More than a third of patients (35.7%) saw a reduction in MADRS score by more than 50% at week 12, and 17.2% were considered to have reached MDD depression remission, defined as a MADRS score at or under 10.
For secondary outcomes, the total Digit Symbol Substitution test score grew by 0.65 (standardized effect size) by week 12, showing significant improvement (P < .0001). In addition, participants improved on some other cognitive measures, and Dr. Christensen noted that “significant improvement was also observed in the patients’ health-related quality of life and daily functioning.”
A third of patients had drug-related treatment-emergent adverse events.
Vortioxetine is one of the most expensive antidepressants: It has a list price of $444 a month, and no generic version is currently available.
Small trial, open-label design
In a comment, Claire Sexton, DPhil, senior director of scientific programs and outreach at the Alzheimer’s Association, said the study “reflects a valuable aspect of treatment research because of the close connection between depression and dementia. Depression is a known risk factor for dementia, including Alzheimer’s disease, and those who have dementia may experience depression.”
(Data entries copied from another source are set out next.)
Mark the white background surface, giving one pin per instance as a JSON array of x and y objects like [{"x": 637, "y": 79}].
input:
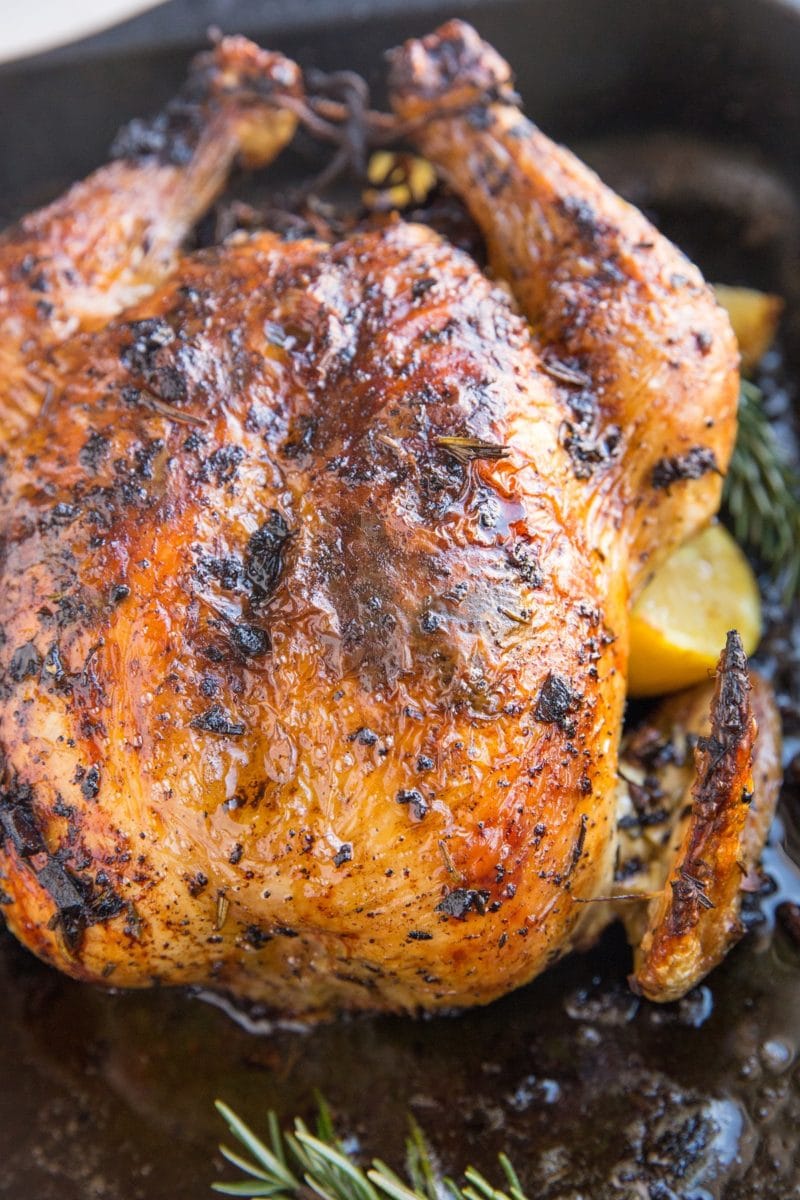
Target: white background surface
[{"x": 28, "y": 27}]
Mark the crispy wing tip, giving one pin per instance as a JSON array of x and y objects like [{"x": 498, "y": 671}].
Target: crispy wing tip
[
  {"x": 236, "y": 85},
  {"x": 695, "y": 919},
  {"x": 451, "y": 66}
]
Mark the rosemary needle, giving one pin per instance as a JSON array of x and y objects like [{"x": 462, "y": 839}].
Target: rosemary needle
[
  {"x": 762, "y": 495},
  {"x": 289, "y": 1165}
]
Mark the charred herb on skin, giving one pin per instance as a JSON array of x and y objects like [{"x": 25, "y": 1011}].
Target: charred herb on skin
[
  {"x": 289, "y": 1164},
  {"x": 469, "y": 449}
]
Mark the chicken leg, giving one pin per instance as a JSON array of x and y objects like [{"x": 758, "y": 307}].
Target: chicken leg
[{"x": 316, "y": 619}]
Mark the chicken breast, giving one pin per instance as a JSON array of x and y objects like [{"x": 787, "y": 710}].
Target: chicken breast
[{"x": 316, "y": 577}]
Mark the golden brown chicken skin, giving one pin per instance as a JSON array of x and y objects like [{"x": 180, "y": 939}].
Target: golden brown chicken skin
[
  {"x": 314, "y": 609},
  {"x": 114, "y": 237},
  {"x": 269, "y": 676},
  {"x": 645, "y": 358}
]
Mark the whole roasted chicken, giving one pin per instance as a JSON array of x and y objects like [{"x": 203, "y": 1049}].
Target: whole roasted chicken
[{"x": 316, "y": 569}]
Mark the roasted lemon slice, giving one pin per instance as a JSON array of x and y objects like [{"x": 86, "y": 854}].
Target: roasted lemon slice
[
  {"x": 680, "y": 621},
  {"x": 753, "y": 317}
]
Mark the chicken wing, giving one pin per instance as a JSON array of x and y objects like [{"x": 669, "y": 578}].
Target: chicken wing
[
  {"x": 314, "y": 593},
  {"x": 113, "y": 238}
]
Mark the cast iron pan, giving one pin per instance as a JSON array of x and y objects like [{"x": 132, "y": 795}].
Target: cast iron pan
[{"x": 692, "y": 109}]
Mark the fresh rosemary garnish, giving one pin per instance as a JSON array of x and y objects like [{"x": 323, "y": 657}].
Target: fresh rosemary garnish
[
  {"x": 762, "y": 495},
  {"x": 289, "y": 1165},
  {"x": 468, "y": 449}
]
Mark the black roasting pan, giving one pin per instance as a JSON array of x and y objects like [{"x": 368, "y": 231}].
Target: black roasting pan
[{"x": 691, "y": 108}]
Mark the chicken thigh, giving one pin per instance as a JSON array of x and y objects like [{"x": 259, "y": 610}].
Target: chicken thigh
[{"x": 316, "y": 577}]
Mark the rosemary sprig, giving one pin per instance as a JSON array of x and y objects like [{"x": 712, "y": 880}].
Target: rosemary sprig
[
  {"x": 289, "y": 1165},
  {"x": 762, "y": 495}
]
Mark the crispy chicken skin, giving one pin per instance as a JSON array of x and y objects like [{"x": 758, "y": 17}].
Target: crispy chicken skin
[
  {"x": 301, "y": 697},
  {"x": 113, "y": 238},
  {"x": 654, "y": 389}
]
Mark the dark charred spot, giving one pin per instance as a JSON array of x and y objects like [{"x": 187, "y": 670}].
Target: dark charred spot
[
  {"x": 263, "y": 557},
  {"x": 169, "y": 137},
  {"x": 554, "y": 703},
  {"x": 216, "y": 720},
  {"x": 256, "y": 936},
  {"x": 524, "y": 561},
  {"x": 90, "y": 784},
  {"x": 693, "y": 465},
  {"x": 419, "y": 807},
  {"x": 250, "y": 641},
  {"x": 196, "y": 883},
  {"x": 228, "y": 571},
  {"x": 18, "y": 821},
  {"x": 222, "y": 465},
  {"x": 143, "y": 357},
  {"x": 94, "y": 450},
  {"x": 343, "y": 855},
  {"x": 581, "y": 215},
  {"x": 461, "y": 901},
  {"x": 25, "y": 663},
  {"x": 364, "y": 736}
]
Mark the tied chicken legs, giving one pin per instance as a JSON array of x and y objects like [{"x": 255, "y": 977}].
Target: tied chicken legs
[{"x": 317, "y": 564}]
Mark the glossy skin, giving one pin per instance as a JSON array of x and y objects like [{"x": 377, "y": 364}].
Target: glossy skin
[
  {"x": 295, "y": 702},
  {"x": 657, "y": 385},
  {"x": 114, "y": 237}
]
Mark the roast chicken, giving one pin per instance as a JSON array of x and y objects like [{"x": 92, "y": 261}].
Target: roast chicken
[{"x": 317, "y": 562}]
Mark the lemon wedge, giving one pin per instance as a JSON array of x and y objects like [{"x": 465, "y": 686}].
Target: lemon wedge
[
  {"x": 680, "y": 621},
  {"x": 753, "y": 317}
]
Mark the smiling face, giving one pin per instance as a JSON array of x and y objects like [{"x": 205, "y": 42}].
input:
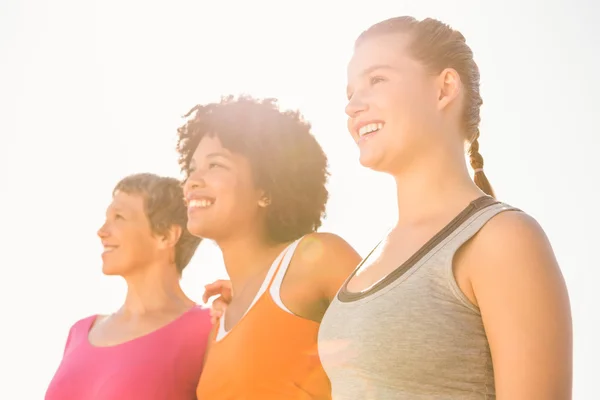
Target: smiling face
[
  {"x": 126, "y": 236},
  {"x": 220, "y": 191},
  {"x": 392, "y": 103}
]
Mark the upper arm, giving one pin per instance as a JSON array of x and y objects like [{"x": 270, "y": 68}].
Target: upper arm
[
  {"x": 331, "y": 261},
  {"x": 525, "y": 308},
  {"x": 211, "y": 338}
]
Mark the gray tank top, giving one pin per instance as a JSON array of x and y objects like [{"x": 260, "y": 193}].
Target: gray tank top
[{"x": 413, "y": 335}]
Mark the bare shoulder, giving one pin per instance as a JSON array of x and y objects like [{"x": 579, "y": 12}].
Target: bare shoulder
[
  {"x": 320, "y": 249},
  {"x": 510, "y": 240},
  {"x": 328, "y": 259},
  {"x": 519, "y": 288}
]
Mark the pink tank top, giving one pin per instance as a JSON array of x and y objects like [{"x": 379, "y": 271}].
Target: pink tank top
[{"x": 164, "y": 364}]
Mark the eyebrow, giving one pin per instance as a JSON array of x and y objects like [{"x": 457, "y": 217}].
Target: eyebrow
[
  {"x": 372, "y": 68},
  {"x": 217, "y": 154}
]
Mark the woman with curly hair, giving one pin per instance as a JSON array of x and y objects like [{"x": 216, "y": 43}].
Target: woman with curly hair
[{"x": 255, "y": 184}]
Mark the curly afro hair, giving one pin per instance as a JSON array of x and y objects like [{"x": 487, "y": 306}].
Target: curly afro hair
[{"x": 287, "y": 161}]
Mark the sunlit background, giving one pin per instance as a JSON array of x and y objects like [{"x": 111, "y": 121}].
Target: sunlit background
[{"x": 91, "y": 91}]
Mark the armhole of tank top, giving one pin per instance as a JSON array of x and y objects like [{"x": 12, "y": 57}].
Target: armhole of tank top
[
  {"x": 487, "y": 214},
  {"x": 221, "y": 332},
  {"x": 275, "y": 288}
]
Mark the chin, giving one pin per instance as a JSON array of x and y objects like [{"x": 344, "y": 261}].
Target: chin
[
  {"x": 371, "y": 161},
  {"x": 109, "y": 269},
  {"x": 201, "y": 230}
]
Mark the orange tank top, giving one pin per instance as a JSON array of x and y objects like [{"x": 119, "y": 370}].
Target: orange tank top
[{"x": 270, "y": 354}]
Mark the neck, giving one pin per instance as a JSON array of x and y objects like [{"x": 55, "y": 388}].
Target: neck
[
  {"x": 434, "y": 188},
  {"x": 247, "y": 256},
  {"x": 154, "y": 289}
]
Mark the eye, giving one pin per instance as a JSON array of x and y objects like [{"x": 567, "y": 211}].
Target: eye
[
  {"x": 376, "y": 79},
  {"x": 215, "y": 165}
]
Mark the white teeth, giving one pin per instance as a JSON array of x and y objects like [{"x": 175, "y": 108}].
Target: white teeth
[
  {"x": 201, "y": 203},
  {"x": 370, "y": 128}
]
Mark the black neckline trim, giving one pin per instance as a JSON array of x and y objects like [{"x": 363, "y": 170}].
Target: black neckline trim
[{"x": 476, "y": 205}]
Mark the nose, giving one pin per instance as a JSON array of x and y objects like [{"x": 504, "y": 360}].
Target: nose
[
  {"x": 194, "y": 181},
  {"x": 356, "y": 105},
  {"x": 103, "y": 231}
]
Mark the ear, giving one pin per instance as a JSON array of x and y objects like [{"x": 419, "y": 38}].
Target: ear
[
  {"x": 263, "y": 199},
  {"x": 449, "y": 87},
  {"x": 171, "y": 237}
]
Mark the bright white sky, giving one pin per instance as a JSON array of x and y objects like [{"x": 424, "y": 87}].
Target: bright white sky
[{"x": 93, "y": 91}]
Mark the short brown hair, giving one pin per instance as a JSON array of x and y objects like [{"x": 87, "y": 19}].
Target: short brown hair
[{"x": 164, "y": 206}]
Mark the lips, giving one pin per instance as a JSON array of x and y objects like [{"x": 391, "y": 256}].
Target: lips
[
  {"x": 367, "y": 129},
  {"x": 200, "y": 202},
  {"x": 108, "y": 248}
]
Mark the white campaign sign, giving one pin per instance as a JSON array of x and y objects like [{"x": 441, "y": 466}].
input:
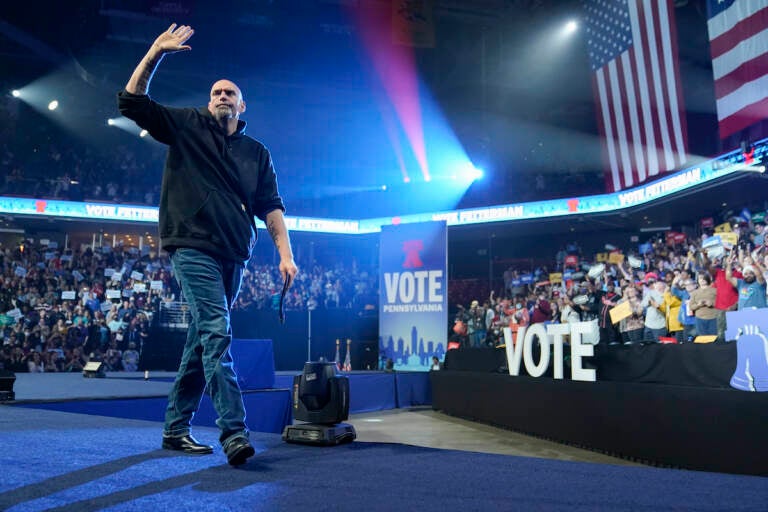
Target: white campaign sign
[{"x": 551, "y": 338}]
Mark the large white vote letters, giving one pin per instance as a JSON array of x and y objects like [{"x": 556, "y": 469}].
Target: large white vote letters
[{"x": 551, "y": 339}]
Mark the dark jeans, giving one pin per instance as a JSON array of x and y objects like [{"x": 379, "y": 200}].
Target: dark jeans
[
  {"x": 210, "y": 286},
  {"x": 706, "y": 327},
  {"x": 653, "y": 335}
]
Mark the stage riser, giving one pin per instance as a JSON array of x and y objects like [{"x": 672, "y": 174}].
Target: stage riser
[
  {"x": 268, "y": 411},
  {"x": 695, "y": 428}
]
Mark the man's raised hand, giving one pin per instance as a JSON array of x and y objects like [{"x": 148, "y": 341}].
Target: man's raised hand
[{"x": 173, "y": 39}]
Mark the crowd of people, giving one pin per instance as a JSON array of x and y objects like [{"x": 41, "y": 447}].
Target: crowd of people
[
  {"x": 44, "y": 160},
  {"x": 61, "y": 307},
  {"x": 676, "y": 288}
]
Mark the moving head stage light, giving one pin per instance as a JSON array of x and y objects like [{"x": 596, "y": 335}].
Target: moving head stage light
[{"x": 321, "y": 399}]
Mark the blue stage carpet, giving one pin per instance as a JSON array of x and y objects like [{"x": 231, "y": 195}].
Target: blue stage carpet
[{"x": 63, "y": 461}]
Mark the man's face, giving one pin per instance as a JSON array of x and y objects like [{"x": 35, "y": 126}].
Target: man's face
[{"x": 226, "y": 101}]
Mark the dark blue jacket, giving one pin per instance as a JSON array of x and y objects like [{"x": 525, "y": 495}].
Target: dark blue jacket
[{"x": 213, "y": 184}]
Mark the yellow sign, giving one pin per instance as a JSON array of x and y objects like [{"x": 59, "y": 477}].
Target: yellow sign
[
  {"x": 620, "y": 312},
  {"x": 729, "y": 239},
  {"x": 725, "y": 227}
]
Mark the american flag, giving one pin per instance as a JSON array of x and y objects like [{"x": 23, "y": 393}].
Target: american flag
[
  {"x": 738, "y": 40},
  {"x": 633, "y": 52}
]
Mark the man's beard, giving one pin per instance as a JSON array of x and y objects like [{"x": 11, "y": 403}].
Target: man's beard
[{"x": 223, "y": 112}]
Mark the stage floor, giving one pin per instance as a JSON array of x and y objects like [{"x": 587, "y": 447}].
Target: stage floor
[{"x": 417, "y": 426}]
She cautioned, however, that the trial was small and had an open-label design instead of the “gold standard” of a double-blinded trial with a control group.
The study was funded by Lundbeck, where Dr. Christensen is an employee. Another author is a Lundbeck employee, and a third author reported various disclosures. Dr. Sexton reported no disclosures.
A version of this article first appeared on Medscape.com.